Could someone please explain when extortion became legal for companies? Surely demanding money under the threat of legal action is criminal extortion. It's not as if a any legal entity has ruled that Android does in fact infringe on Microsoft's patents, nor have many of Microsoft's patents had their validity properly scrutinized in a court of law.

Not that this is necessary under the current legal system, but from a moral and ethics perspective it is most certainly extortion.

I'm surprised no fortune 100 company has tried to patent the wheel in some obscure and complicated language with equally obscure diagrams depicting design, use, and functionality... and then threaten small-time roller skate manufacturers that don't have the financial means to defend themselves with legal action if they don't pay up.

Seriously. What happened to america?

Reply Score: 2

RE: Extortion
by MollyC on Fri 8th Jul 2011 18:48 in reply to "Extortion"
MollyC Member since:
2006-07-04

If "Surely demanding money under the threat of legal action is criminal extortion", then nearly all civil suits would be "criminal extortion".

Most patent disputes are settled out of court (you would call those settlements "extortion", I presume). The problem here is that Google respects no patents, violates them willy-nilly, and laughs because since they don't actually sell the software, they can't be sued. So their hardware partners bear the burden of licensing any and all patents that Google gleefully violates.

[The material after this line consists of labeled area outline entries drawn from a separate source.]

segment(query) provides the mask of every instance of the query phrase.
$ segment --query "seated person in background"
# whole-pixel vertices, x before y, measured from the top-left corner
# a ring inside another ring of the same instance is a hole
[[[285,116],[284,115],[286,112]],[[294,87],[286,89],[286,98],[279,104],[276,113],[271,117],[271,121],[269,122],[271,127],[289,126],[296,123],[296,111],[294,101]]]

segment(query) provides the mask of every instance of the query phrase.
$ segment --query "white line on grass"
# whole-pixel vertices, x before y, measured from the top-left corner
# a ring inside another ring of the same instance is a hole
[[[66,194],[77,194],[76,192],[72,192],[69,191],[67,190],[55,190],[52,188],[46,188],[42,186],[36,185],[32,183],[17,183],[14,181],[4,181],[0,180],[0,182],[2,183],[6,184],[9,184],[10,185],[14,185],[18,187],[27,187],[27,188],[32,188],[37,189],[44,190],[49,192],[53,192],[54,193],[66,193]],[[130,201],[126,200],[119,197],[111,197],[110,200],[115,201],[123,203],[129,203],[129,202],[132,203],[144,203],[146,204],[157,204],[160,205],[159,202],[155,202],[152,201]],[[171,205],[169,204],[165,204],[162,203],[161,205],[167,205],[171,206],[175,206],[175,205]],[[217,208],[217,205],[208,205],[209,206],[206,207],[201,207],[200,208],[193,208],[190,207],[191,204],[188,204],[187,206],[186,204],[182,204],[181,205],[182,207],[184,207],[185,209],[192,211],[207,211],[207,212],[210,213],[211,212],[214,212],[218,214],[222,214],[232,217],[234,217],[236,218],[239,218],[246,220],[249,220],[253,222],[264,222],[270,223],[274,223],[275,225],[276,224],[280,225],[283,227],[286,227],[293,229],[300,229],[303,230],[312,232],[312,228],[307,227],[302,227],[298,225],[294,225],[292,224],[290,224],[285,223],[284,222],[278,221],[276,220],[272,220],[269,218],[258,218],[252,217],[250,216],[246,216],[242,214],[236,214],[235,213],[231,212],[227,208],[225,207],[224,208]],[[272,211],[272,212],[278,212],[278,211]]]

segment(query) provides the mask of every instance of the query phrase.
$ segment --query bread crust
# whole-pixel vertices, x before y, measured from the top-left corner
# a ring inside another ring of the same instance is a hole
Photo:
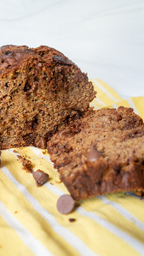
[[[49,140],[89,109],[96,92],[86,74],[46,46],[0,51],[0,148]]]
[[[91,145],[102,156],[91,162]],[[131,108],[90,109],[54,135],[48,149],[61,180],[76,200],[144,192],[144,125]]]

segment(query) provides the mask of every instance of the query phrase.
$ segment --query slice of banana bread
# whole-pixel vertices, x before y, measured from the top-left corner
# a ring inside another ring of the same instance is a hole
[[[144,125],[131,108],[89,112],[54,135],[48,152],[77,200],[144,192]]]
[[[47,46],[0,51],[0,149],[49,139],[88,110],[96,93],[87,74]]]

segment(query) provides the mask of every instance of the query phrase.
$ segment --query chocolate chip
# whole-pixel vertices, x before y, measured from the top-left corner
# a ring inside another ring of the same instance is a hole
[[[95,145],[92,144],[87,157],[87,161],[92,162],[98,160],[101,157],[103,157],[102,153],[96,149]]]
[[[57,202],[58,211],[62,214],[68,214],[73,210],[75,202],[72,197],[69,195],[63,195],[58,199]]]
[[[36,182],[37,187],[40,187],[47,181],[49,178],[49,175],[42,171],[38,170],[32,173],[32,175]]]
[[[40,144],[40,140],[37,142],[37,143],[36,144],[36,146],[37,147],[37,148],[40,148],[41,146],[41,144]]]
[[[69,219],[68,220],[69,222],[73,222],[73,221],[75,221],[76,220],[75,219]]]
[[[45,138],[41,137],[40,140],[36,144],[36,146],[38,148],[40,148],[42,149],[46,149],[47,142],[48,141]]]
[[[1,165],[1,160],[0,160],[0,156],[1,156],[1,150],[0,150],[0,166]]]

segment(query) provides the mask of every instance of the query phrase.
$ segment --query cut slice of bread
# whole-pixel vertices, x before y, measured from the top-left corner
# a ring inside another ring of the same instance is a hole
[[[86,74],[47,46],[0,51],[0,149],[48,140],[89,108],[96,93]]]
[[[144,192],[144,125],[131,108],[93,111],[48,143],[48,152],[77,200]]]

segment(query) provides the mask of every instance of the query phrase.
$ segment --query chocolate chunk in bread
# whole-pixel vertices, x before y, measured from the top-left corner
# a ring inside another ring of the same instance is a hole
[[[118,191],[144,192],[144,125],[131,108],[90,109],[54,135],[48,148],[76,200]]]
[[[55,49],[2,46],[0,149],[48,140],[82,116],[95,94],[86,74]]]

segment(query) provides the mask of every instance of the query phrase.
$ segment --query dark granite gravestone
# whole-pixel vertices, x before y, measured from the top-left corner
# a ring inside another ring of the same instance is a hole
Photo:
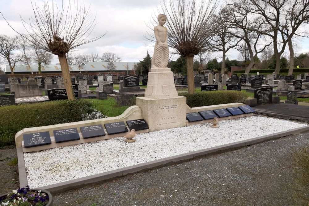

Google could enter into licensing deals with the patent holders but that's not their business model; so the patent holders have no choice but to go to Google's hardware partners to get the compensation that SHOULD be coming from Google. The other big companies (Microsoft, Apple, Samsung, Sony, etc) all license patents from other companies. Google does not. It's Google that is creating this particular situation.

Reply Parent Score: 2

RE[2]: Extortion
by Johann Chua on Sat 9th Jul 2011 10:19 in reply to "RE: Extortion"
Johann Chua Member since:
2005-07-22

Wow. So you know for a fact that patents have been violated. Care to show your work?